Lessons from the road

For the past three months, the REINSW Roadshow has visited regional and metropolitan locations across the state. Overwhelmingly, the major concerns people in the industry have at their local level relate to a shortage of housing. It goes both for homes to buy and homes to rent.

We’ve heard first-hand how dire the situation is for many people, particularly in some regional locations. Increased homelessness is a real concern.

The message we have for local governments is, if they haven’t already, to mobilise for the future. Councils are elected representatives with a responsibility to consider the needs and wants of their communities in the short, medium and long terms.

It’s little wonder many downsizers are unwilling to move to a smaller property – the sums just don’t add up.

 Tim McKibbin, REINSW CEO

They need a vision. This vision should capture components such as housing targets and density today, tomorrow, and in the years and decades ahead. It must be clear, openly accessible, and those who set the vision must be accountable for its progress to reality. Then, with clarity, and with more appropriate planning and approval timeframes, the development community can play its role.

Government at all levels has a role to play in increasing the provision of housing supply. In the absence of real action at the federal and state levels, it’s time for councils to recognise the position of leadership they’re in.

Brackets keep on creeping

The budget also missed an opportunity to bring stamp duty brackets up to date for all purchasers.

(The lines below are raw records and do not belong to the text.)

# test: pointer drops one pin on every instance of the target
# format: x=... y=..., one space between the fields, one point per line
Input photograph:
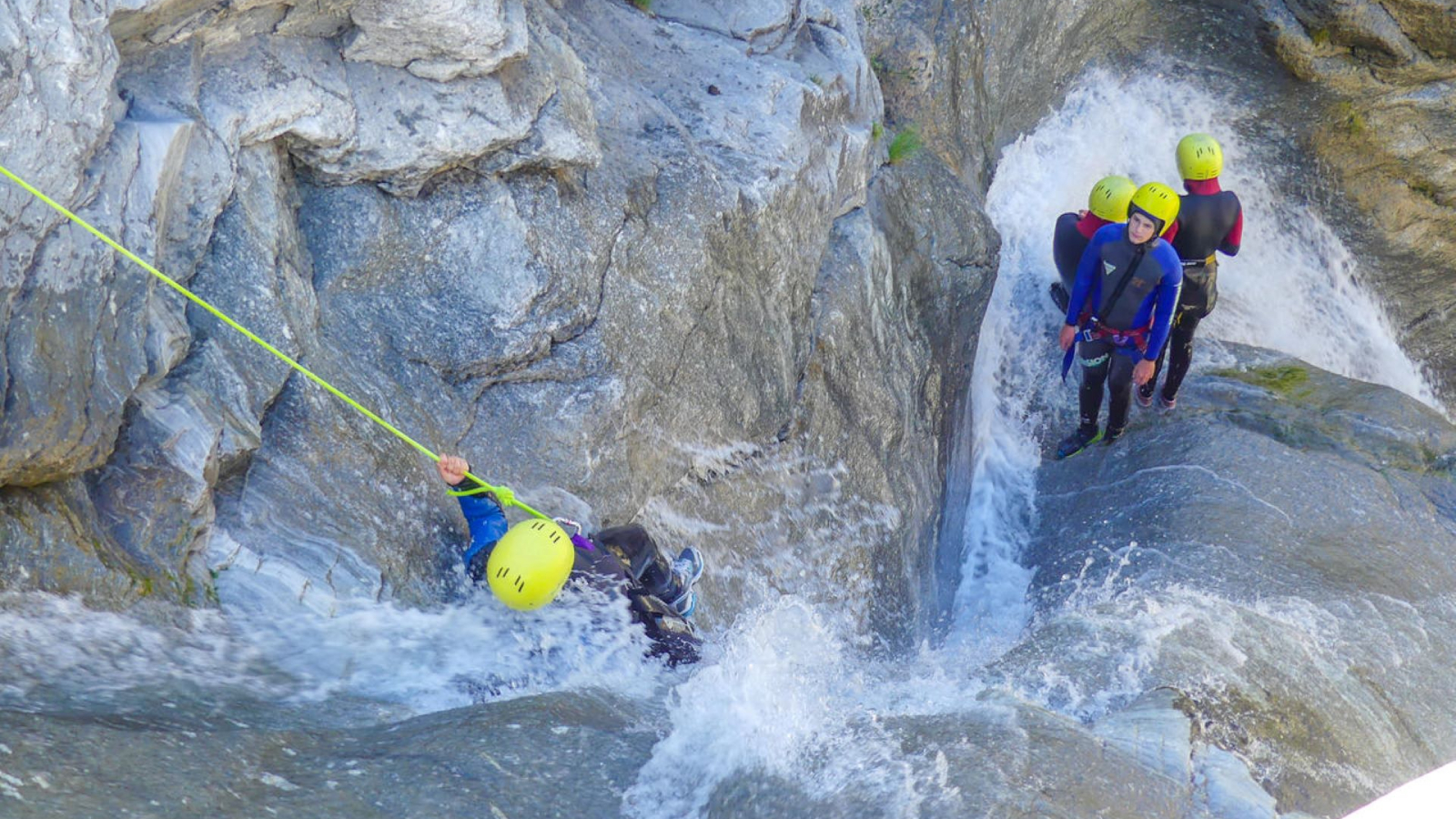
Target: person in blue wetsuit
x=1210 y=219
x=1107 y=203
x=529 y=562
x=1128 y=280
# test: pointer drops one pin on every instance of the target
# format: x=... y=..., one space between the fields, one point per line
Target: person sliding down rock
x=1128 y=278
x=1107 y=203
x=1210 y=219
x=528 y=564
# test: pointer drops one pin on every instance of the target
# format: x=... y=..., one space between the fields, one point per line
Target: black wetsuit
x=1132 y=288
x=1208 y=219
x=1067 y=242
x=625 y=559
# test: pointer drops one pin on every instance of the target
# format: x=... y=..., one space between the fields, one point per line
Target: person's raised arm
x=482 y=515
x=1235 y=238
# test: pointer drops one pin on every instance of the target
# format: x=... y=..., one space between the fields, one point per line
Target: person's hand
x=451 y=468
x=1143 y=372
x=1069 y=336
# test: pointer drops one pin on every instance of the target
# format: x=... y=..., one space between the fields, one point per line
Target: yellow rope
x=504 y=494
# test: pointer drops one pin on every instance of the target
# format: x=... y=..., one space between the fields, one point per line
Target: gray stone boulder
x=626 y=263
x=1387 y=73
x=1278 y=551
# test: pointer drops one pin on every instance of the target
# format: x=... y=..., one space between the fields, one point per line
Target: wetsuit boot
x=1077 y=440
x=679 y=592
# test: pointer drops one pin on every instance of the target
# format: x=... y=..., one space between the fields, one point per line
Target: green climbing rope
x=504 y=494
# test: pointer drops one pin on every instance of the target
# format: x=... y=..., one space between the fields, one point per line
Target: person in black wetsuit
x=1107 y=203
x=1210 y=219
x=1128 y=278
x=528 y=564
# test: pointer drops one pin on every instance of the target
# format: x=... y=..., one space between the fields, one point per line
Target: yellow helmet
x=1200 y=157
x=529 y=564
x=1110 y=196
x=1157 y=201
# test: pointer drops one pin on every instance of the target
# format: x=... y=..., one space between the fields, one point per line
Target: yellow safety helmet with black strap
x=531 y=564
x=1200 y=157
x=1157 y=201
x=1110 y=197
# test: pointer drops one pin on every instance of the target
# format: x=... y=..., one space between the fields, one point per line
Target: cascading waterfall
x=788 y=690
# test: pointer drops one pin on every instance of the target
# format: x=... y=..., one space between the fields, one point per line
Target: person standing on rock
x=1128 y=280
x=1107 y=203
x=1210 y=219
x=528 y=564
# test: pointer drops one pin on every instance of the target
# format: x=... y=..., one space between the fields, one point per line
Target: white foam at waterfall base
x=1293 y=288
x=431 y=659
x=786 y=697
x=781 y=698
x=89 y=656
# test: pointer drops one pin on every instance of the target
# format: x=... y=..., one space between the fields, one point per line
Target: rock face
x=1278 y=552
x=638 y=266
x=1385 y=128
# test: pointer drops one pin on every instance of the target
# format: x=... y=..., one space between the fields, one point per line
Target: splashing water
x=788 y=690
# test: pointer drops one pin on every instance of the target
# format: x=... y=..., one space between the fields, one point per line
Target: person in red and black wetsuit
x=1210 y=219
x=1107 y=203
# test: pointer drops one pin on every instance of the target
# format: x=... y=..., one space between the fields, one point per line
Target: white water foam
x=1293 y=288
x=790 y=695
x=429 y=661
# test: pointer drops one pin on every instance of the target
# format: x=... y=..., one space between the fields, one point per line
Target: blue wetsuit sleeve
x=1087 y=274
x=487 y=522
x=1168 y=288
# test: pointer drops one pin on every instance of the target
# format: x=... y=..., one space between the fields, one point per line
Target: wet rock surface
x=1289 y=528
x=638 y=266
x=1383 y=84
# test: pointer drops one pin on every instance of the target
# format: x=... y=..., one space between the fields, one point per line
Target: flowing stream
x=788 y=691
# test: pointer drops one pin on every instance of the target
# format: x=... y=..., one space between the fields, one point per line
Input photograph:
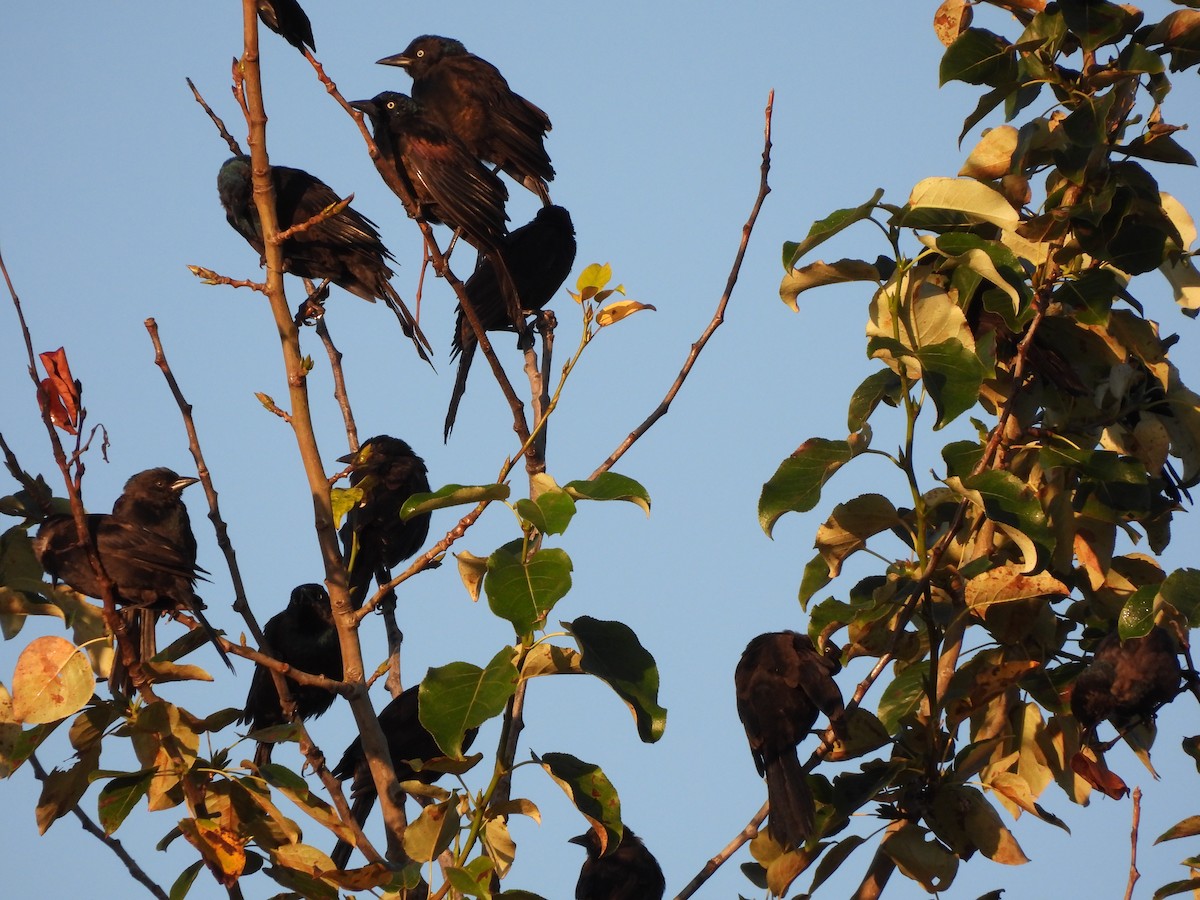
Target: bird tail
x=360 y=809
x=139 y=625
x=460 y=385
x=791 y=801
x=407 y=321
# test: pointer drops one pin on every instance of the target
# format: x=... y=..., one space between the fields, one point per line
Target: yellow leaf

The numbers highlight the distortion. Over the past 20 years, Sydney’s median house price has increased 280 per cent, from approximately $418,000 to $1.59 million. Over the same period, the stamp duty payable for a median-priced house in Sydney has increased 406 per cent, from $14,300 to $72,400.

It’s little wonder many downsizers are unwilling to move to a smaller property. The sums just don’t add up. Rent money is not dead money but stamp duty is. Rising interest rates and increases in the cost of living contribute to a broader sense of caution.

First-home buyers certainly deserve stamp duty relief but so do other purchasers, including the downsizer cohort. Plus, the larger homes they vacate add to the choices for first-home buyers.

If only there were policies incentivising, not penalising, this course of action. Policies that encompassed everyone, so as to begin to address the broader change needed.